Lastima que Hart se murió pronto. Rodgers, sin él, pasó de ser un exquisito compositor de lieds a la altura de Schubert o Schumann a ser un operetista que apenas si fue, raramente, más allá de “La viuda alegre”. De todas sus canciones elijo “My Funny Valentine”. Es perfecta. Brahms la pudo haber incluido en un adagio de alguna sonata para cello y piano. Porque es así: es para cello. Triste, melancólica, tierna y triste otra vez. Una cumbre. Hay una buena versión de Chet Baker. Hay de Tony Bennet. Hay una (gloriosa, como siempre) de Anita O’Day. Pero yo recomiendo otra. No sé si salió el DVD de Los fabulosos Baker Boys. Si no, consíganse el video. En el melancólico final del film, el pianista Jack Baker y la cantante Susie Diamond se separan. “¿Nos volveremos a ver?”, pregunta él.”¿Vos qué opinás?”, pregunta ella. “Sí”, dice él y se señala la cabeza con un dedo: “Intuición”, dice. Palabra que ella solía utilizar. Susie gira y se va. Jack se va para el otro lado. Alta, la cámara los toma a los dos, separándose. Y ahí, sobre los títulos que aparecen, surge, triste y muy melancólica “My Funny Valentine” cantada y un poco dicha (o sea, actuada) por Michelle Pfeiffer. ¿Volveremos a ver finales así?

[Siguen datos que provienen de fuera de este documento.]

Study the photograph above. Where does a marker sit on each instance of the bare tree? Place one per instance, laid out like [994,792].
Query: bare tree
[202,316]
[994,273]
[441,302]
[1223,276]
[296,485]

“Bésame mucho” por Ray Conniff

Por Luis Gusman
Mi canción favorita tiene un nombre: “Bésame mucho”. Hay dos versiones que son mis preferidas, una es la orquestada que tocaba Ray Conniff. La descubrí en un longplay aparecido antes de los ‘60 que se llamaba Refrescos musicales donde alternaban desde Discépolo, cantado por Rivero, hasta algún bolero interpretado por el trío Los Panchos. Era mi elegida porque su melodía me parecía, en los tiempos de mi juventud, que era algo que se acercaba a lo refinado y me permitía hablar con las chicas a mi manera. “Bésame mucho” me evocaba un poco el cine de Hollywood y bastaba cerrar los ojos para encontrarme bailando con alguna de las actrices de mis sueños. En cierto momento fue Jane Russel –la del Carapálida–. Pero... ¡era tan alta! Otras veces fue Mauren O’Hara, la pelirroja.
La otra versión del bolero era en castellano. Venía de esas traducciones que cuando uno las escuchaba en su idioma poco tenían que ver con el original. Esta última versión, abolerada, perdía su carácter de “música de cámara” en la voz centroamericana de Nat King Cole. Nat King Cole en castellano, lo cual generalmente era una versión despreciada del asunto.
“Bésame mucho” era un tema lento y para hacerle honor sólo había que abrazar a la chica. Con su música y su letra hasta podía ensayar unos pasos, como en mi caso, hasta el que no sabía bailar.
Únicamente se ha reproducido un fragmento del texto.